Il y a deux volets aux oubliées, la première se déroule en 1940 et l’autre en 2013.
J’ai voulu raconter l’histoire de deux femmes, une hétéro mariée et l’autre lesbienne en 1940, cette période se déroule ici au Québec. À cette époque, il était impossible de s’affirmer en tant que lesbienne. Un climat de peur était instauré, la violence conjugale était omni présente, la religion et la pression sociale étaient très fortes. Même s’il y a peu de traces de ses femmes, pourtant elles existaient. Ce sont les années ou la deuxième guerre mondiale faisait rage de l’autre côté de l’atlantique les homosexuels, lesbiennes étaient déportés par train.
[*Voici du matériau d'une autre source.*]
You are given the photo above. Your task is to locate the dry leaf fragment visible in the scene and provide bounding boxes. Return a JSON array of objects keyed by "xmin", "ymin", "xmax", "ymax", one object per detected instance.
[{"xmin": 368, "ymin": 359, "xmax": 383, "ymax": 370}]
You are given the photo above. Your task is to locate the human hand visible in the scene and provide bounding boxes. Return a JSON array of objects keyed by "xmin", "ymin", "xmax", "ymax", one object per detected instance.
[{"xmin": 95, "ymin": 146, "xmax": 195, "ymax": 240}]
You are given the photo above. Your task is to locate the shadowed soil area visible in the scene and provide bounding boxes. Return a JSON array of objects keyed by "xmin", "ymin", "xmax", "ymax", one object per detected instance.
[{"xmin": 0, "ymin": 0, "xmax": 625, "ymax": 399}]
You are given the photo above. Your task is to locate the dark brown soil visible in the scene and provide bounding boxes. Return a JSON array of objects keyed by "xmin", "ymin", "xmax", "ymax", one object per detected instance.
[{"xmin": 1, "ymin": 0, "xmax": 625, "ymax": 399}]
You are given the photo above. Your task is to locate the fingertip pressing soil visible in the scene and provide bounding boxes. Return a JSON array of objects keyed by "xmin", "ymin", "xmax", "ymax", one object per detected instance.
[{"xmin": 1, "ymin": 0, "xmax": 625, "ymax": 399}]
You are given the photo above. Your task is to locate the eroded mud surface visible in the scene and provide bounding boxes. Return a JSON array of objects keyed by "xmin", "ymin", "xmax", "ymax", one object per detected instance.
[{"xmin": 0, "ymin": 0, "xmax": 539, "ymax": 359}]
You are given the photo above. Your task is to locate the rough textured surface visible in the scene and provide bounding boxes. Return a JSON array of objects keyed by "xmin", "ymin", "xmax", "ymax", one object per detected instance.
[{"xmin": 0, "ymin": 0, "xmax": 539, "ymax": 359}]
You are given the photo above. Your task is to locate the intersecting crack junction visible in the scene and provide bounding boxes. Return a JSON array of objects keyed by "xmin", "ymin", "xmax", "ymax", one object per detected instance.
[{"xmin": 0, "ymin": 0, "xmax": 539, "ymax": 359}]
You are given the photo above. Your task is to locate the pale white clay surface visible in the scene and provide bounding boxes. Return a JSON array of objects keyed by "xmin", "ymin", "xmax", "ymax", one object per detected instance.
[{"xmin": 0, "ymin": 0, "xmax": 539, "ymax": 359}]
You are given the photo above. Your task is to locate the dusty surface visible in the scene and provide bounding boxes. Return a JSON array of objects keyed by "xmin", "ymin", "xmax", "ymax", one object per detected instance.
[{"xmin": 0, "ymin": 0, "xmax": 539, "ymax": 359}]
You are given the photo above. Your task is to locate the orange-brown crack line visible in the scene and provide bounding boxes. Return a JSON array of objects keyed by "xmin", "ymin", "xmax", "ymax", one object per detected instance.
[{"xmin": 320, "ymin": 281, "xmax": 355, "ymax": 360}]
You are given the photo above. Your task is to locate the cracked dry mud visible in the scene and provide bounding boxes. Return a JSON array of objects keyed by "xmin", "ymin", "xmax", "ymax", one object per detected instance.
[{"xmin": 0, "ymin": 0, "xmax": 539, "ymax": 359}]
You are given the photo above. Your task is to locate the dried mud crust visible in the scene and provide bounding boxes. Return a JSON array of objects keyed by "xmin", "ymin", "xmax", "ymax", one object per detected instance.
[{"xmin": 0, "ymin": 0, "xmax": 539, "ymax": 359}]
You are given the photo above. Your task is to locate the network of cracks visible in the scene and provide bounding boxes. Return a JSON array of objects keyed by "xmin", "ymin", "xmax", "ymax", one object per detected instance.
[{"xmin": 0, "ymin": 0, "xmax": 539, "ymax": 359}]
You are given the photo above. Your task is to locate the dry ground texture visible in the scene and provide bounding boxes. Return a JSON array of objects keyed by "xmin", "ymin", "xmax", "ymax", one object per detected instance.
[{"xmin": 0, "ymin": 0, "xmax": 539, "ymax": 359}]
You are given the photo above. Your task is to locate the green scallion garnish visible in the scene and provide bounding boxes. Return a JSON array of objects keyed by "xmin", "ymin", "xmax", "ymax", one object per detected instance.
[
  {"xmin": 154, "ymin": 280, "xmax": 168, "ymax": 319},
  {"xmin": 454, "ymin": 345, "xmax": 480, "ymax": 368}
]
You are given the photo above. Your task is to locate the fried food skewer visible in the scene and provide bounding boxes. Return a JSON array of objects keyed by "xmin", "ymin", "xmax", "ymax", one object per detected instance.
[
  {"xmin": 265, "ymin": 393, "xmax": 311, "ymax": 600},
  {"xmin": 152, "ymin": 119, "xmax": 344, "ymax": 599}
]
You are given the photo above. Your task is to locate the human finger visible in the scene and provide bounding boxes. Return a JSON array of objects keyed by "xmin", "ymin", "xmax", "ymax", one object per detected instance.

Les lesbiennes portaient le triangle noir, les hommes le triangle rose tandis qu’ici des femmes et des hommes vivaient dans l’ombre d’une vraie vie. Les années 2013 sont plus représentatives ce que nous vivons en ce moment ici et ailleurs.
Vous exprimez un profond attachement à votre projet, pourquoi cette volonté de réaliser un court métrage mettant en avant la vie des femmes lesbiennes en 1940 ?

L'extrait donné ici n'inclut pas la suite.